Note on WAL lifecycle:

  • WAL pruning is manual via PruneWAL() and does not run automatically after flush/compaction.
  • Set RotateWALOnFlush to true to rotate WAL after each flush so older WAL files become immediately eligible for pruning.
  • PruneWAL() only deletes WAL files with sequence number lower than the current active file; the active file is never truncated.

Logging

By default, SRAD uses a JSON structured logger to stderr.
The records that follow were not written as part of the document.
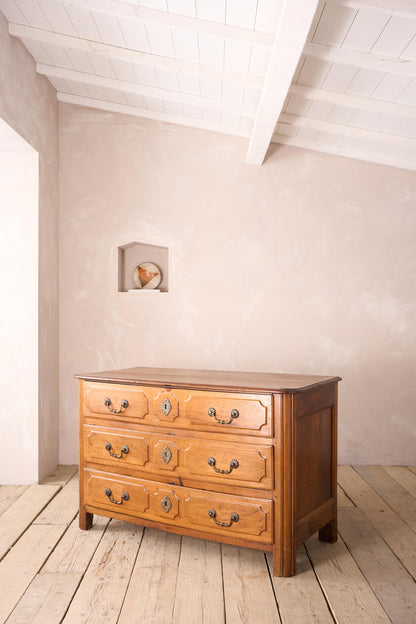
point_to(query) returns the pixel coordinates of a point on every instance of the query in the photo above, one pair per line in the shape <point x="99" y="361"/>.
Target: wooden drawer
<point x="246" y="465"/>
<point x="229" y="412"/>
<point x="223" y="514"/>
<point x="249" y="414"/>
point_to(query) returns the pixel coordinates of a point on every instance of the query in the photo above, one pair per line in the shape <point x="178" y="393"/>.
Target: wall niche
<point x="134" y="254"/>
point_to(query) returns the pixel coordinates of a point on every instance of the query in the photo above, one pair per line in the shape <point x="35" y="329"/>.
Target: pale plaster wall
<point x="306" y="264"/>
<point x="28" y="104"/>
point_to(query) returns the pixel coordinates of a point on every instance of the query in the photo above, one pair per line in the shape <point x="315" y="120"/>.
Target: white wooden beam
<point x="349" y="131"/>
<point x="125" y="109"/>
<point x="353" y="101"/>
<point x="131" y="87"/>
<point x="397" y="8"/>
<point x="360" y="59"/>
<point x="122" y="9"/>
<point x="294" y="25"/>
<point x="131" y="56"/>
<point x="348" y="153"/>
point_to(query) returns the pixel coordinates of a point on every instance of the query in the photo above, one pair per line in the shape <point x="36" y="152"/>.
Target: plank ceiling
<point x="336" y="76"/>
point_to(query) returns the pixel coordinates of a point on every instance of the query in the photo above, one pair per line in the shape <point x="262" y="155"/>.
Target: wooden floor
<point x="52" y="572"/>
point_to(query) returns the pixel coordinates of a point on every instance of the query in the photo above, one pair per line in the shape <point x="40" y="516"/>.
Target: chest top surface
<point x="211" y="379"/>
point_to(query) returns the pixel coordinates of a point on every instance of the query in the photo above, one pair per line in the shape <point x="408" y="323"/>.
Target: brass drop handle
<point x="213" y="413"/>
<point x="124" y="449"/>
<point x="233" y="518"/>
<point x="124" y="497"/>
<point x="233" y="464"/>
<point x="123" y="405"/>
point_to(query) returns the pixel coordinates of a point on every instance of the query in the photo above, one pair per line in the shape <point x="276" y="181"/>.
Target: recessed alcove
<point x="135" y="253"/>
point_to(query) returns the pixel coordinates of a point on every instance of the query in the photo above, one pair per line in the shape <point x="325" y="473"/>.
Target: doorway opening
<point x="19" y="308"/>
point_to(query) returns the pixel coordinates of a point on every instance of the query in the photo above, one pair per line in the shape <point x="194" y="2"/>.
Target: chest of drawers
<point x="242" y="458"/>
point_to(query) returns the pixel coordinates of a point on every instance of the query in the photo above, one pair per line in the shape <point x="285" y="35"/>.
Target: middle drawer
<point x="245" y="465"/>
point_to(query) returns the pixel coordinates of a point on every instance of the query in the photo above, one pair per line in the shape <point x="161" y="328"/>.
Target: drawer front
<point x="229" y="412"/>
<point x="244" y="465"/>
<point x="249" y="414"/>
<point x="115" y="401"/>
<point x="223" y="514"/>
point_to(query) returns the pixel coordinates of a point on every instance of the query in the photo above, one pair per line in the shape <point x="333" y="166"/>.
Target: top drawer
<point x="229" y="412"/>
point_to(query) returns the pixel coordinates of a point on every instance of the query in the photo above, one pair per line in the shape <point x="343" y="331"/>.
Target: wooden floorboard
<point x="52" y="572"/>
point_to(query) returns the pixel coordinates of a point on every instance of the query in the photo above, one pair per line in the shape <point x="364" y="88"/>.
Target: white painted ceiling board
<point x="211" y="87"/>
<point x="408" y="96"/>
<point x="395" y="37"/>
<point x="237" y="56"/>
<point x="38" y="51"/>
<point x="365" y="82"/>
<point x="341" y="114"/>
<point x="319" y="110"/>
<point x="58" y="56"/>
<point x="173" y="108"/>
<point x="109" y="29"/>
<point x="334" y="24"/>
<point x="79" y="61"/>
<point x="241" y="13"/>
<point x="189" y="83"/>
<point x="207" y="64"/>
<point x="297" y="105"/>
<point x="313" y="72"/>
<point x="123" y="71"/>
<point x="12" y="12"/>
<point x="135" y="34"/>
<point x="192" y="111"/>
<point x="185" y="45"/>
<point x="83" y="22"/>
<point x="167" y="79"/>
<point x="410" y="51"/>
<point x="391" y="87"/>
<point x="145" y="75"/>
<point x="267" y="16"/>
<point x="154" y="4"/>
<point x="363" y="119"/>
<point x="160" y="39"/>
<point x="33" y="13"/>
<point x="211" y="50"/>
<point x="259" y="61"/>
<point x="365" y="30"/>
<point x="339" y="77"/>
<point x="211" y="10"/>
<point x="102" y="66"/>
<point x="57" y="17"/>
<point x="135" y="99"/>
<point x="182" y="7"/>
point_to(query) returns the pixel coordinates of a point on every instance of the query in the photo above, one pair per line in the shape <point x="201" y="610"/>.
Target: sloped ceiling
<point x="336" y="76"/>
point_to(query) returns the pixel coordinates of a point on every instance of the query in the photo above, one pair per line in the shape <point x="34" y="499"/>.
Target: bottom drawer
<point x="208" y="512"/>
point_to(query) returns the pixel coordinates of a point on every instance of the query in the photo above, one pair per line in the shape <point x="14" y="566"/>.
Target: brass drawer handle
<point x="233" y="518"/>
<point x="233" y="464"/>
<point x="124" y="497"/>
<point x="212" y="412"/>
<point x="123" y="405"/>
<point x="124" y="449"/>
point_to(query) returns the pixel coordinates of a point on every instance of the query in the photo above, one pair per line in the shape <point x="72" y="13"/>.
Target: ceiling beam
<point x="360" y="59"/>
<point x="131" y="56"/>
<point x="353" y="101"/>
<point x="341" y="151"/>
<point x="148" y="114"/>
<point x="349" y="131"/>
<point x="397" y="8"/>
<point x="131" y="87"/>
<point x="294" y="24"/>
<point x="118" y="8"/>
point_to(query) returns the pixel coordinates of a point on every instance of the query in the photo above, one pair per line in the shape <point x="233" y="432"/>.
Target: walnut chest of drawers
<point x="242" y="458"/>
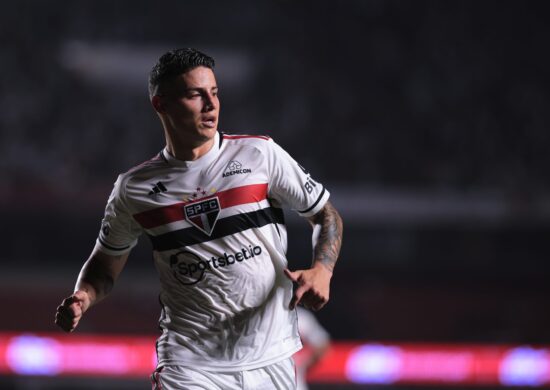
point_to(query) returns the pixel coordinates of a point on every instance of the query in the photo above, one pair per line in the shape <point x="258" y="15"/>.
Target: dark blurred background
<point x="427" y="120"/>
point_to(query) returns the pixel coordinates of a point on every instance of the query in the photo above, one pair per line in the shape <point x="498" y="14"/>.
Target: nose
<point x="209" y="103"/>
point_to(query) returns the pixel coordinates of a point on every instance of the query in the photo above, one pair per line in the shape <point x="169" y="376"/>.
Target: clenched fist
<point x="71" y="310"/>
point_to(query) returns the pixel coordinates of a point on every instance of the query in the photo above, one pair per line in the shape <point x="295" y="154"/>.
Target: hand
<point x="313" y="286"/>
<point x="71" y="310"/>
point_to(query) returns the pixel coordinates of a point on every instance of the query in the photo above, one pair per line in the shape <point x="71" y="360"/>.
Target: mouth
<point x="209" y="121"/>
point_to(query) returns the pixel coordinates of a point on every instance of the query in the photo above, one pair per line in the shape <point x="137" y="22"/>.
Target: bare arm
<point x="314" y="283"/>
<point x="95" y="281"/>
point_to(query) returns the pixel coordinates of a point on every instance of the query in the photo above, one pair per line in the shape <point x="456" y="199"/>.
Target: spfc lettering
<point x="203" y="214"/>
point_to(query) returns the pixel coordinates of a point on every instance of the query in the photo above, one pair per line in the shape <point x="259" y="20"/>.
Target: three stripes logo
<point x="158" y="188"/>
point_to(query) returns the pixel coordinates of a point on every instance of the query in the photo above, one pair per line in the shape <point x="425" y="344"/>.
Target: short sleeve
<point x="119" y="231"/>
<point x="291" y="185"/>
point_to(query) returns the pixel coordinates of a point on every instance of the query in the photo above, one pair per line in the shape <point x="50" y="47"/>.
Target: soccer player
<point x="211" y="205"/>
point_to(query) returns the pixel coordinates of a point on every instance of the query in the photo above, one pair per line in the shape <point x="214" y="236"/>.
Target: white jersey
<point x="219" y="245"/>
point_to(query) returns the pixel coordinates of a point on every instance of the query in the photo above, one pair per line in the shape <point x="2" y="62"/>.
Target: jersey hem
<point x="212" y="367"/>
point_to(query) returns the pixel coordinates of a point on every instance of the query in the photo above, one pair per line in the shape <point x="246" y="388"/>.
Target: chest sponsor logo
<point x="235" y="168"/>
<point x="203" y="214"/>
<point x="188" y="268"/>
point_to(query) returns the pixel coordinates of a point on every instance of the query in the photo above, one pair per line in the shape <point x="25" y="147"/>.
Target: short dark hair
<point x="175" y="62"/>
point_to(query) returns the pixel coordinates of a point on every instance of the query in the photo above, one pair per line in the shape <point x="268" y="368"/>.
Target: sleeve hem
<point x="318" y="205"/>
<point x="113" y="251"/>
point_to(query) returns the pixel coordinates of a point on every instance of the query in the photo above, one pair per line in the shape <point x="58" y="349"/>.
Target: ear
<point x="157" y="103"/>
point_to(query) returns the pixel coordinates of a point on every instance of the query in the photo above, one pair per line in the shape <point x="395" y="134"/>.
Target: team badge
<point x="203" y="214"/>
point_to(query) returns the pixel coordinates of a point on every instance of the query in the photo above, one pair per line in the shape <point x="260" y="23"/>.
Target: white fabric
<point x="223" y="291"/>
<point x="278" y="376"/>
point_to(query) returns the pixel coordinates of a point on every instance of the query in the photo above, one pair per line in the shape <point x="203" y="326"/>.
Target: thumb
<point x="291" y="275"/>
<point x="81" y="298"/>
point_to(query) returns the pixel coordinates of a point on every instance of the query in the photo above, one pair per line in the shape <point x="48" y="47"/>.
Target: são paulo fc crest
<point x="203" y="214"/>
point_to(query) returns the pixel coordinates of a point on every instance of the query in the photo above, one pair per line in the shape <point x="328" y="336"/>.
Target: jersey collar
<point x="198" y="163"/>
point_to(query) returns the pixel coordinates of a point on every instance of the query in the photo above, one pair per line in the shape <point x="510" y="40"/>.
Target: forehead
<point x="199" y="77"/>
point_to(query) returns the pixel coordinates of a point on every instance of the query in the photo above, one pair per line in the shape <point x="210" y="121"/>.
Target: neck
<point x="188" y="152"/>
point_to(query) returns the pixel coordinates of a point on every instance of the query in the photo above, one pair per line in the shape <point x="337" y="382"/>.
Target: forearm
<point x="95" y="281"/>
<point x="97" y="276"/>
<point x="327" y="236"/>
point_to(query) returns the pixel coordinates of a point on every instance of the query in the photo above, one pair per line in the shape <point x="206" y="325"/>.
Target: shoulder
<point x="263" y="144"/>
<point x="145" y="168"/>
<point x="141" y="172"/>
<point x="259" y="141"/>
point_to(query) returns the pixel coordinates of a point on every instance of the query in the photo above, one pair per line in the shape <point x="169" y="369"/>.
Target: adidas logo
<point x="235" y="168"/>
<point x="158" y="188"/>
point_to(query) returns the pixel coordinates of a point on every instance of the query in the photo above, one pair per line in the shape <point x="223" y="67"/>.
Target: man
<point x="210" y="203"/>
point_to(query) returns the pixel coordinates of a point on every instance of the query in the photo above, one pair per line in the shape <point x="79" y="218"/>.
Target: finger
<point x="291" y="275"/>
<point x="68" y="325"/>
<point x="73" y="310"/>
<point x="297" y="297"/>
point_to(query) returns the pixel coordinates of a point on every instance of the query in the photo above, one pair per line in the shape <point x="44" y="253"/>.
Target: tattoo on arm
<point x="327" y="236"/>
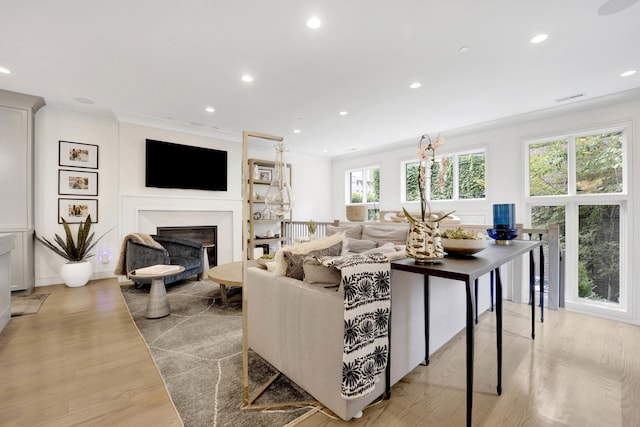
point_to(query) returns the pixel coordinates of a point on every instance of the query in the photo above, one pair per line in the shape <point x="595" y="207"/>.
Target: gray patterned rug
<point x="198" y="351"/>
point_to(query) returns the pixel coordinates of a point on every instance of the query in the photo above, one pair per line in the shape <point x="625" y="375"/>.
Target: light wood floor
<point x="81" y="361"/>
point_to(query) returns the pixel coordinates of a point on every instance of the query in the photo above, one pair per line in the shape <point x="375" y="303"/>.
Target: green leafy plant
<point x="425" y="154"/>
<point x="459" y="233"/>
<point x="73" y="249"/>
<point x="311" y="225"/>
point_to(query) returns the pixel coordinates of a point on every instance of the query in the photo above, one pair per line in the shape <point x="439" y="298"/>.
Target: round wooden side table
<point x="158" y="304"/>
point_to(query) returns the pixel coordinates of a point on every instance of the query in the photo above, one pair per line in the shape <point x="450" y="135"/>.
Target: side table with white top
<point x="158" y="304"/>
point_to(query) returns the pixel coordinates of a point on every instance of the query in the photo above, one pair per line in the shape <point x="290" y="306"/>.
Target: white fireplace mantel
<point x="142" y="214"/>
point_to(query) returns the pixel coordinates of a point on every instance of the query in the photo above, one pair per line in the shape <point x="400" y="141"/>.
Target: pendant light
<point x="279" y="198"/>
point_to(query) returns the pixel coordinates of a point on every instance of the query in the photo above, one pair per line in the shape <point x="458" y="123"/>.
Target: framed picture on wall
<point x="77" y="155"/>
<point x="80" y="183"/>
<point x="77" y="210"/>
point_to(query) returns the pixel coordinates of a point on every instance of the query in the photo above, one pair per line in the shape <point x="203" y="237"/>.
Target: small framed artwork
<point x="264" y="174"/>
<point x="77" y="210"/>
<point x="77" y="155"/>
<point x="79" y="183"/>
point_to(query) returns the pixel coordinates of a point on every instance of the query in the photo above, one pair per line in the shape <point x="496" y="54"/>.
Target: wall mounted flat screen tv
<point x="170" y="165"/>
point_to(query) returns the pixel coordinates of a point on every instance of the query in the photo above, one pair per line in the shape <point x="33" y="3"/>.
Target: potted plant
<point x="77" y="271"/>
<point x="462" y="243"/>
<point x="311" y="226"/>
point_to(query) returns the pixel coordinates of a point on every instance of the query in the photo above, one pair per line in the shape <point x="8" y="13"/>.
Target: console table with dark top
<point x="469" y="270"/>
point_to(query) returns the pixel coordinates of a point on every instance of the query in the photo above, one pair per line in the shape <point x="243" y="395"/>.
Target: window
<point x="578" y="181"/>
<point x="364" y="187"/>
<point x="452" y="177"/>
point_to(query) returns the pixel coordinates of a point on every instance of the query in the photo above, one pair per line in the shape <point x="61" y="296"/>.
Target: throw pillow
<point x="354" y="232"/>
<point x="315" y="272"/>
<point x="295" y="268"/>
<point x="357" y="245"/>
<point x="279" y="264"/>
<point x="382" y="235"/>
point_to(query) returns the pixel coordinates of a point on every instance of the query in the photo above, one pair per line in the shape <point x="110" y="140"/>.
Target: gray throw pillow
<point x="315" y="272"/>
<point x="353" y="232"/>
<point x="295" y="268"/>
<point x="357" y="246"/>
<point x="381" y="235"/>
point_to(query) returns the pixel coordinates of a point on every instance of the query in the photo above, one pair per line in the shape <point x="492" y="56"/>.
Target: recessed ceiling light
<point x="539" y="38"/>
<point x="82" y="100"/>
<point x="314" y="22"/>
<point x="614" y="6"/>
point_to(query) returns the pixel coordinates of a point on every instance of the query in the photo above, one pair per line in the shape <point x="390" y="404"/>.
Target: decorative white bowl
<point x="463" y="247"/>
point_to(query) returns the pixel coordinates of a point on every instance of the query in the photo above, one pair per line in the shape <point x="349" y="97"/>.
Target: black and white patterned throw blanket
<point x="367" y="304"/>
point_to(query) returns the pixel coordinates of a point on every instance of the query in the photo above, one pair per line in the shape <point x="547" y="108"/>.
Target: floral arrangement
<point x="424" y="154"/>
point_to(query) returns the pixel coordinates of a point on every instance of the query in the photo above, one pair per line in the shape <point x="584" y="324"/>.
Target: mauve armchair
<point x="175" y="251"/>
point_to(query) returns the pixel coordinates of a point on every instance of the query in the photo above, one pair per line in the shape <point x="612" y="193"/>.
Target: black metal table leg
<point x="475" y="297"/>
<point x="491" y="285"/>
<point x="470" y="348"/>
<point x="541" y="280"/>
<point x="532" y="285"/>
<point x="387" y="370"/>
<point x="499" y="328"/>
<point x="427" y="320"/>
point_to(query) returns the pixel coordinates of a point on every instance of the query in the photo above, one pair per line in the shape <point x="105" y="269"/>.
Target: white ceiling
<point x="169" y="59"/>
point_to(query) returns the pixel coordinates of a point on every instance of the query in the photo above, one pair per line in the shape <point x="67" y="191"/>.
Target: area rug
<point x="198" y="351"/>
<point x="26" y="304"/>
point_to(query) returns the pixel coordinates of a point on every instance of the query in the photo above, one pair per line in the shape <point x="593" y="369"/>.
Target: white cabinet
<point x="6" y="246"/>
<point x="16" y="175"/>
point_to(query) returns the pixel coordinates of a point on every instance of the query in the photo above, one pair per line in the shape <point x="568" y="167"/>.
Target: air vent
<point x="570" y="97"/>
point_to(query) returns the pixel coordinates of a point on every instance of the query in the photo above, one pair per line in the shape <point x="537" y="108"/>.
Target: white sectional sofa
<point x="298" y="327"/>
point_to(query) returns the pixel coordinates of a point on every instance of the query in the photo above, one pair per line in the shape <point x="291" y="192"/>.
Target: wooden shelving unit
<point x="257" y="207"/>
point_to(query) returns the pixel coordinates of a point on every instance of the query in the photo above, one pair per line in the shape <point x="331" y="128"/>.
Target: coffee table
<point x="158" y="304"/>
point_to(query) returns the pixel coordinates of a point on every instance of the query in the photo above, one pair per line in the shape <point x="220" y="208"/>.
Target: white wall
<point x="503" y="141"/>
<point x="52" y="125"/>
<point x="121" y="182"/>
To disable logging entirely, set a null logger in options before opening the store:

opts := srad.DefaultOptions()
opts.Logger = srad.NewNullLogger() // disables all logs
store, err := srad.Open("./mystore", opts)

You can also provide your own implementation of the Logger interface if you prefer a different format.

Tuning Parameters

params := srad.TuningParams{
    MemtableTargetBytes:     &memSize,
    CacheLabelAdvanceBytes:  &cacheSize,
    CacheNFATransitionBytes: &nfaCacheSize,
    CompactionPriority:      &priority,
}
store.Tune(params)

Development Status

✅ Core Features (Completed)

  • Storage Engine: Full LSM-tree with immutable segments
  • WAL: Write-Ahead Log with rotation and crash recovery
  • Memtable: Canonical Patricia tree with regex support
  • Segments: LOUDS encoding with bitvector and rank/select operations
  • Manifest: Atomic updates and version history management
  • Compaction: Background LSM compaction with leveled strategy
  • Concurrency: RCU (Read-Copy-Update) for lock-free reads
  • Filters: Bloom filters for prefix queries and trigram substring filter
  • Persistence: Segment persistence and recovery
  • Performance: Parallel search with NFA prefix pruning and trigram-based pruning

✅ API & Utilities (Completed)

  • Store Interface: Complete public API with context support
  • Iterators: Merged iterator for memtable + segments; Prefix and Range scans
  • Statistics: Performance metrics and monitoring
  • Examples: Basic, large dataset, and advanced usage examples
  • Testing: Comprehensive test suite with benchmarks
  • TTL: Expiration on read; permanent removal during compaction

Architecture Highlights

  • LSM-tree: Log-structured merge tree with multiple levels
  • Immutable segments: Once written, segments are never modified
  • Atomic updates: Manifest ensures consistency during compaction
  • Lock-free reads: RCU allows concurrent reads without blocking
  • Crash recovery: WAL ensures durability, manifest tracks segments

Testing

# Run all tests
go test ./...

# Run with verbose output
go test -v ./pkg/srad

# Run specific test
go test -v -run TestStoreBasicOperations ./pkg/srad

# Run benchmarks
go test -bench=. ./pkg/srad

Verify compaction size reduction

Use the helper at cmd/compaction_check to measure live keys and segment sizes before/after compaction.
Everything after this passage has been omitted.